The Truth About Isaac Newton’s Productive Plague – “Doing the work was what mattered, and Newton did it as a student in Cambridge before the plague, he persisted at Woolsthorpe, and he kept going upon his return to college.”

Jamie Dimon Letter to Shareholders – “We know that too many people are being left behind – particularly in the black community. The Civil War ended more than 150 years ago, and we still have not come even close to parity. We need to do more as a nation, and we have more to do as a firm.”

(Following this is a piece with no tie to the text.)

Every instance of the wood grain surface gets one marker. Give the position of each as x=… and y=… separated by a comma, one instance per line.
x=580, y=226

New data methods are helping the Government of Ghana fight COVID-19 – “Understanding changes in mobility patterns is important for the government in order to establish whether the current restrictions are likely to contain the spread of the disease, and whether more, or different, interventions should be put in place in the coming days or weeks. This work shows the power of data and is a good example of how it can benefit everyone.”

No. 191: AI Bias + Data | Y-Combinates US + Nigeria | Russia + Africa Nuclear

Notes on AI Bias

Machine learning is much better at doing certain things than people, just as a dog is much better at finding drugs than people, but you wouldn’t convict someone on a dog’s evidence. And dogs are much more intelligent than any machine learning.

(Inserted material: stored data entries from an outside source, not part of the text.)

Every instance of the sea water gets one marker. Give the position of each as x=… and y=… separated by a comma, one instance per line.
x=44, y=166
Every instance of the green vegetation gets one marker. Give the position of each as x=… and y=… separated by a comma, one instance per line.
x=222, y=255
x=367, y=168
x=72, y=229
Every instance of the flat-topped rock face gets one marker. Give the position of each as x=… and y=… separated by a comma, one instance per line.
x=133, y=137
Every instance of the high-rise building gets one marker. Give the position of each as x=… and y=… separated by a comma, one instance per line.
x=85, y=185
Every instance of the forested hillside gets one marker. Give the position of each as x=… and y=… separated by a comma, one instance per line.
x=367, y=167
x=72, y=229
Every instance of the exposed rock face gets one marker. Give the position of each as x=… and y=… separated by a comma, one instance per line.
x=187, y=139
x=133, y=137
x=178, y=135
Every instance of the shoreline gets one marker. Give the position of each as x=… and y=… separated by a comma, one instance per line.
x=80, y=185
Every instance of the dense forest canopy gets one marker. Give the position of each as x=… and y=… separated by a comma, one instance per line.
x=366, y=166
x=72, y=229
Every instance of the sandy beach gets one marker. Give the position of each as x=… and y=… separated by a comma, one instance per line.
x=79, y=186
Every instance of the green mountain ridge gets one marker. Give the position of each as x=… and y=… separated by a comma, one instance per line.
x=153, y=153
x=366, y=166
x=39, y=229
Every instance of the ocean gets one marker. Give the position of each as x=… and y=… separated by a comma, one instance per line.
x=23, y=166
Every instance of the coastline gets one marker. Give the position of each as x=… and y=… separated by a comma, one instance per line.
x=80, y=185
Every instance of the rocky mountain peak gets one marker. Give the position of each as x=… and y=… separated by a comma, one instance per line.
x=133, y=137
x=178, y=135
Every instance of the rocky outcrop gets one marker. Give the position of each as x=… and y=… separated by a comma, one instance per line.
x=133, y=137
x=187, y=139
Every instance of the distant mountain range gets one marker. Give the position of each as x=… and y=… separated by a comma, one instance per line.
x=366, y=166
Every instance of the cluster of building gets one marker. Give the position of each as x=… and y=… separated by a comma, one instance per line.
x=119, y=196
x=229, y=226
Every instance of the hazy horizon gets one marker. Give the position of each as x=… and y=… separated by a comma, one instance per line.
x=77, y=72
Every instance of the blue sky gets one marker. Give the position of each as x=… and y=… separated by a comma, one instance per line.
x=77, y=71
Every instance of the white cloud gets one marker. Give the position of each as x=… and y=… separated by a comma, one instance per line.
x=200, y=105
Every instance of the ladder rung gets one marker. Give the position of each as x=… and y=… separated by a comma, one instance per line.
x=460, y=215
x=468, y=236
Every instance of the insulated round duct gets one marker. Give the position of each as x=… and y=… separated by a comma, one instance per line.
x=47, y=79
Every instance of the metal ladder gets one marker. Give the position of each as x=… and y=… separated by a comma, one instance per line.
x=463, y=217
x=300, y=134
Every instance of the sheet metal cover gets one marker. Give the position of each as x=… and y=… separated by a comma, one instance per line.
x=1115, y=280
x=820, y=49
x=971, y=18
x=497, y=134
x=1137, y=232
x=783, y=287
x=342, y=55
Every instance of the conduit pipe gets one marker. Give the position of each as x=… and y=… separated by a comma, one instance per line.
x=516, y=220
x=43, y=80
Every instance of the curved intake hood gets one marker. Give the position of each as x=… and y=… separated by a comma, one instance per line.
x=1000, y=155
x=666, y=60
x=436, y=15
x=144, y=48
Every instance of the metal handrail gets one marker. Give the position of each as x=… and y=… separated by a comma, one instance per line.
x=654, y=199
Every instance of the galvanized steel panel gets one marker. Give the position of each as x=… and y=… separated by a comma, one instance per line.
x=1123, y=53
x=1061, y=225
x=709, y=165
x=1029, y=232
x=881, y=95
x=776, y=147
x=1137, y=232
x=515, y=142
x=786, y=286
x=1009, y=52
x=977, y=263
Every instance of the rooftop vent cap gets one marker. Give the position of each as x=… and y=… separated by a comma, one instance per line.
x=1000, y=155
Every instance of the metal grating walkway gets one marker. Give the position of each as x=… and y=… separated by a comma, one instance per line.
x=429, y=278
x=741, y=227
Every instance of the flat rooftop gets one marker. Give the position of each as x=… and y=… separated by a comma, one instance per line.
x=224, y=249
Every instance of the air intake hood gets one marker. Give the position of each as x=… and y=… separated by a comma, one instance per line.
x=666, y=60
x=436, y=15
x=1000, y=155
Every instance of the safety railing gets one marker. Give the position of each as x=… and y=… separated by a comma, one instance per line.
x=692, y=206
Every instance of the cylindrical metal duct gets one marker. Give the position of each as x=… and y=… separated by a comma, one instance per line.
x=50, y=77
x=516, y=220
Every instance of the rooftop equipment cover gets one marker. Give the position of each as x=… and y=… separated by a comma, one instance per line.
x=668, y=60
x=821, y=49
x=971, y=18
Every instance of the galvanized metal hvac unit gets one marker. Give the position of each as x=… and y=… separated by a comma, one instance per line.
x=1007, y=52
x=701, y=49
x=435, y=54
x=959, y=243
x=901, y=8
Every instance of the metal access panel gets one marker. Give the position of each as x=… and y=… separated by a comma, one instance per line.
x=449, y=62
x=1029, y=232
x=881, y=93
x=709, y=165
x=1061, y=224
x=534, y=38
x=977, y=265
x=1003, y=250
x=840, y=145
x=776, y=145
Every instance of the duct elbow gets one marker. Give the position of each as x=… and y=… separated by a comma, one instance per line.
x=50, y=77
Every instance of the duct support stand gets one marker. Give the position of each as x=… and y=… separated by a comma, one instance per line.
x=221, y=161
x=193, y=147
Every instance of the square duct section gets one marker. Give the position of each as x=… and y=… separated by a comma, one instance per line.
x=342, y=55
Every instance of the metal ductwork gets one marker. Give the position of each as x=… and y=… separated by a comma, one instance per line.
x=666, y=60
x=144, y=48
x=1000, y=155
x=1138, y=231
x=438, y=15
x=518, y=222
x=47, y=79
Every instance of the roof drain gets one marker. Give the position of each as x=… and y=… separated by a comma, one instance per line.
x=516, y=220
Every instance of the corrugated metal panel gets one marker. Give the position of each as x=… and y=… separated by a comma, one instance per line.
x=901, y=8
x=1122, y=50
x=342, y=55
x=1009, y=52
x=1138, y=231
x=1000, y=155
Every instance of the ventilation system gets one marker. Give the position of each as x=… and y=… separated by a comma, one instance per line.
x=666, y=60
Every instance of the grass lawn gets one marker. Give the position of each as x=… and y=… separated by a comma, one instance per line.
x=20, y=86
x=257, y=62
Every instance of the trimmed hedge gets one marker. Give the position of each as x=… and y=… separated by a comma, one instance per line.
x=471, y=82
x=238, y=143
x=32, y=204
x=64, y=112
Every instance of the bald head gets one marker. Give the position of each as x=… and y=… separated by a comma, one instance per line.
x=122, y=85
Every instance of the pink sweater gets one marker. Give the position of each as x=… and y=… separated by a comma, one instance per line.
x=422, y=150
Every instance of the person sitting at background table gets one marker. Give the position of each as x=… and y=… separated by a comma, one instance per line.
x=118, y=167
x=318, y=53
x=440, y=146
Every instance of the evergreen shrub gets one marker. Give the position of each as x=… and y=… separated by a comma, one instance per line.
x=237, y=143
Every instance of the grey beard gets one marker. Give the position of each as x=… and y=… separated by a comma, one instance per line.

The problem with this statement is that we have convicted people on a dog’s evidence and later found that evidence to be faulty.

Outside of this issue, Benedict Evans provides a simple definition of artificial intelligence bias, scenarios of the potential bad effects of AI bias, and how we can mitigate those effects. Evans’ central point is a good one to keep in mind:

ML finds patterns in data – what patterns depends on the data, and the data is up to us, and what we do with it is up to us.

Paystack x Lambda School Partnership

This is an interesting partnership probably arising from both startups being Y-Combinator alums. Paystack has gotten quite a lot of traction in Nigeria providing a payment platform similar to Stripe. Lambda provides software development training free of charge until folks get a job making at least $50k. After this, they’ll have to pay 17% of their salary for tuition over two years.

I’ve seen a lot of VCs pointing to Lambda as the chosen one to lead us into a new model for education based on this model. First – their not the only education business doing this, African Leadership University uses a similar model. Second, I worry that folks could still find themselves stuck with collectors hands in their pockets. I’d be curious to see what the income threshold will be for this Paystack partnership.

Ethiopia and Russia sign three-year nuclear power plan

Russia’s State Atomic Energy Corporation has been aggressive about pushing nuclear development across Africa. Over the past five years, the company has been at various stages of talks with South Africa, Kenya, Zambia, and Ethiopia. It’ll be at least a decade before we see how all this plays out but it’s quite interesting.